Monday, 6 February 2012

Free flying Night Herons at Edinburgh Zoo

A visit to Edinburgh Zoo with work allowed me to catch up with both free-flying Night Herons today. These birds are thought to be around 18 and 25 years of age (see here) and are presumably regular visitors to the Zoo's sealion enclosure. Well, that's where they were today, both sitting sunning themselves in the Scot's pine overhanging the pool. I did not have time to check them thoroughly for rings, but from their beak deformities they should be individually identifiable with ease.

The first pic shows a bird with a crossed bill tip with a slightly protruding lower mandible. I assume it has two colour rings on its left leg.

This second bird has an overbite and may well be ringed on both legs, but I was unable to spend the time required to check. Here are some pictures I found on a photography forum of what appear to be the same two birds taken in March of last year.

These Night Herons are of the North American subspecies hoactli, so here is a shot of a real wild hoactli taken in Monterey Harbour, California in April 2010. Its beak is certainly a little more appropriately shaped... The differences between this race and the European subspecies are subtle, but the shape of the cap and thickness of the white line above the eye differ, as does the colour of the bare parts in the breeding season apparently.
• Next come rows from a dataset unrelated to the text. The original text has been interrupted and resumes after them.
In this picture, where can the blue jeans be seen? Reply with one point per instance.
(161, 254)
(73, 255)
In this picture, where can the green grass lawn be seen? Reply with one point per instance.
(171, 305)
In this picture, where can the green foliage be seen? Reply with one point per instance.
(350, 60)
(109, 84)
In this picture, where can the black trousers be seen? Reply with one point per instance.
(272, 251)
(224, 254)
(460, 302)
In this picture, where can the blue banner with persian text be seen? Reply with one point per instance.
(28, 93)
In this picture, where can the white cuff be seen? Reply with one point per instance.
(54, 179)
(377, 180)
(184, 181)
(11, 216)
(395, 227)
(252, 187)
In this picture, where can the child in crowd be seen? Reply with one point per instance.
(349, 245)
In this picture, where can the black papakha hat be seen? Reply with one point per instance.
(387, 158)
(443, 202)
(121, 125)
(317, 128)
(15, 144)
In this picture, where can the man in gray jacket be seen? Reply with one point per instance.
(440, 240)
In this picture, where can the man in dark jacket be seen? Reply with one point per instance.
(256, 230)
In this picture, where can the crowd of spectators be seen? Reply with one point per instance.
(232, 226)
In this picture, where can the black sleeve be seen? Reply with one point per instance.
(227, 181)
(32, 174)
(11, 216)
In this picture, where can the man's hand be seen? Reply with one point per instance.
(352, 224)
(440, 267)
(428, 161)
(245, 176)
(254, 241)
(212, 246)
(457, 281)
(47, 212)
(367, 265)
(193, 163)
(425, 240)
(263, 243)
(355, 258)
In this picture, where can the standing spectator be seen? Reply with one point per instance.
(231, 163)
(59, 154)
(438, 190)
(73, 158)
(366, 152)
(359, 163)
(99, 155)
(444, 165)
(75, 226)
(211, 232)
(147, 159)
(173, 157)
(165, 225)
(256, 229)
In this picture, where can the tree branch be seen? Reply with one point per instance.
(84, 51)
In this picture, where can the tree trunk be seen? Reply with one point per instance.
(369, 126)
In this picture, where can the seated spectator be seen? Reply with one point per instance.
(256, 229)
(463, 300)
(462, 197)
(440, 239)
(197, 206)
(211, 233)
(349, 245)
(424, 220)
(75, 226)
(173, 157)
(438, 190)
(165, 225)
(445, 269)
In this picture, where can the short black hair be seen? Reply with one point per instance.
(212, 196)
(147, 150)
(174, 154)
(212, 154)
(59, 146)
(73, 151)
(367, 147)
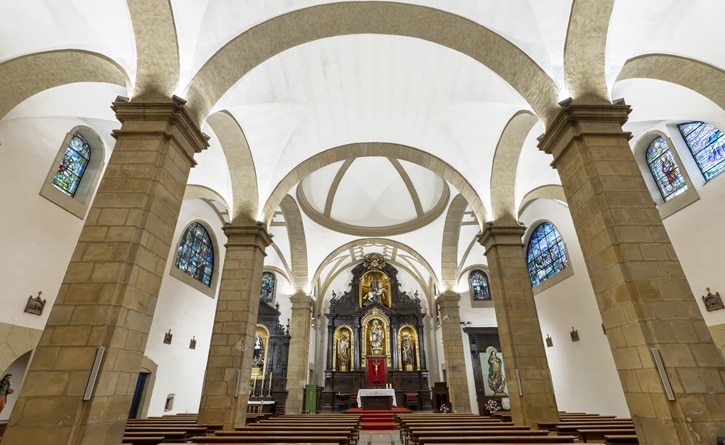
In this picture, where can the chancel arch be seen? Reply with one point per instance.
(375, 342)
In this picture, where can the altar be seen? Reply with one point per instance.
(378, 398)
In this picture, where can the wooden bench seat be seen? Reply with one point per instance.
(621, 439)
(264, 438)
(168, 436)
(597, 434)
(143, 440)
(419, 437)
(470, 440)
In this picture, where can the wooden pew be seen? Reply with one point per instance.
(598, 434)
(621, 439)
(167, 436)
(473, 440)
(264, 438)
(143, 440)
(423, 436)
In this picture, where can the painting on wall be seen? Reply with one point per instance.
(493, 373)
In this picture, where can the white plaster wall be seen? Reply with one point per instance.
(583, 373)
(38, 236)
(17, 369)
(187, 313)
(698, 238)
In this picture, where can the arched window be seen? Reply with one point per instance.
(545, 254)
(195, 256)
(478, 282)
(664, 169)
(73, 164)
(707, 145)
(269, 282)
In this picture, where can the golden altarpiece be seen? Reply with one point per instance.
(375, 340)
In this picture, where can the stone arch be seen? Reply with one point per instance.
(280, 33)
(16, 341)
(451, 235)
(505, 163)
(245, 199)
(322, 288)
(698, 76)
(555, 192)
(25, 76)
(297, 241)
(158, 66)
(397, 151)
(585, 51)
(208, 195)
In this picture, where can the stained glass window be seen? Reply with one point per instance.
(73, 165)
(545, 254)
(268, 284)
(664, 169)
(195, 256)
(478, 282)
(707, 145)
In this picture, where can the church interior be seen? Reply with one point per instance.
(225, 207)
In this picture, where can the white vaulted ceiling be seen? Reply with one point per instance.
(371, 116)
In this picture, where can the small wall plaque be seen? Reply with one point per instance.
(167, 337)
(35, 305)
(712, 301)
(574, 334)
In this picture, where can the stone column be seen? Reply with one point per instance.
(226, 383)
(644, 298)
(300, 327)
(108, 295)
(453, 350)
(522, 347)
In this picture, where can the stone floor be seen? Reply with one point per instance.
(379, 437)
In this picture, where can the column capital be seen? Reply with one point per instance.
(247, 236)
(301, 300)
(576, 120)
(508, 235)
(449, 299)
(169, 119)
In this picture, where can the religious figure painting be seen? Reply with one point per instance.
(344, 349)
(493, 373)
(375, 288)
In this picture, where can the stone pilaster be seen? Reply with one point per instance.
(532, 393)
(299, 352)
(226, 382)
(109, 291)
(642, 293)
(453, 350)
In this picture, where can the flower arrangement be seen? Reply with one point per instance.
(492, 406)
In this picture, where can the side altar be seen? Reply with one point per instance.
(375, 340)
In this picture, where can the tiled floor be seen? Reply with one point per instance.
(379, 437)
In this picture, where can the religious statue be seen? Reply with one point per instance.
(496, 380)
(407, 353)
(343, 352)
(376, 337)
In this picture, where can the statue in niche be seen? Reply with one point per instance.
(377, 335)
(376, 290)
(258, 355)
(343, 352)
(407, 352)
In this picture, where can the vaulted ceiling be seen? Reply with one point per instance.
(364, 126)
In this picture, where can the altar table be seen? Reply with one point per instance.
(378, 392)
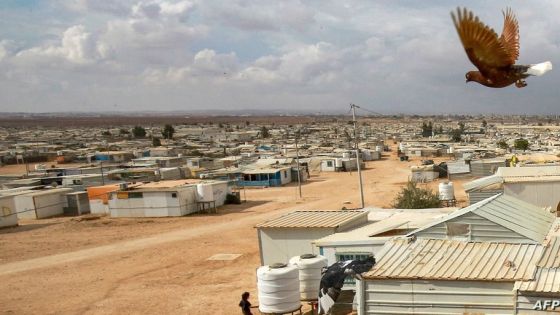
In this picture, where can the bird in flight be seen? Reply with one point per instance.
(494, 56)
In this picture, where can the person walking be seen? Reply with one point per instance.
(245, 304)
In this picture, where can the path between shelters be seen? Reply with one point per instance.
(132, 245)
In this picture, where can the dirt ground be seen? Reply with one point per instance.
(159, 265)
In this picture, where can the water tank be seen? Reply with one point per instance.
(205, 192)
(310, 267)
(278, 288)
(338, 163)
(446, 191)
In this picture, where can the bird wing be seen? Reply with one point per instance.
(510, 35)
(481, 43)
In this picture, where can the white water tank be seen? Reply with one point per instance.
(338, 163)
(446, 191)
(205, 192)
(310, 267)
(278, 288)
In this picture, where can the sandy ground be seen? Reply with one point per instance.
(149, 266)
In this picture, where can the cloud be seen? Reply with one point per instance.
(76, 46)
(396, 56)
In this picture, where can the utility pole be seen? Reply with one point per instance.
(353, 107)
(299, 171)
(102, 177)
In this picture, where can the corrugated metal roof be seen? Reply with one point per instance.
(519, 216)
(521, 179)
(455, 260)
(551, 254)
(547, 277)
(536, 171)
(546, 280)
(482, 182)
(393, 219)
(314, 219)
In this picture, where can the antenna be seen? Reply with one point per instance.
(353, 108)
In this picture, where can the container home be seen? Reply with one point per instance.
(293, 234)
(266, 177)
(40, 204)
(433, 276)
(8, 214)
(167, 198)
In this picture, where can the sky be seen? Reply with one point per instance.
(316, 56)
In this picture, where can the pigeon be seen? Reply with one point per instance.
(494, 56)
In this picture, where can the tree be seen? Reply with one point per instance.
(521, 144)
(502, 144)
(138, 132)
(156, 142)
(427, 129)
(414, 197)
(456, 135)
(168, 132)
(264, 132)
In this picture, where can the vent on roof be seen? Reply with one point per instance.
(307, 256)
(278, 265)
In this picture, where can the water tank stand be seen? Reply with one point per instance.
(449, 203)
(294, 312)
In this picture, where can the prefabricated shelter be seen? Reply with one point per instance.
(337, 164)
(546, 283)
(78, 203)
(539, 185)
(483, 188)
(423, 173)
(486, 167)
(167, 198)
(8, 214)
(499, 218)
(40, 204)
(114, 156)
(292, 234)
(99, 197)
(434, 276)
(383, 225)
(266, 177)
(333, 164)
(458, 169)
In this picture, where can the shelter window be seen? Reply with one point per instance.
(135, 195)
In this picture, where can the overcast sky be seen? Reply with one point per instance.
(317, 55)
Finally, a shot of one of the new residents...


welchs said...

From what I can see the top bird is the ancient bird red-green left (the green is actually blue, but appears green; formerly also red right) whilst the second is the younger yellow-blue vertically split band bird*. The mention of a transmitter in James' message last week** is a new twist, the zoo had previously commented about an ambition to catch them to check for the original transponders (not all were fitted with them, though the old bird above should definitely have had one) so perhaps they have, though I have heard no news on this. More of a shock to their system may be coming though as the zoo are to lose their sealions I believe...


Morg said...

I would agree with your ID of the two individuals. I could not see any transmitters, but both birds did sport some nice long filoplumes that look like tranmitter aerials. That said, I only managed a very quick look.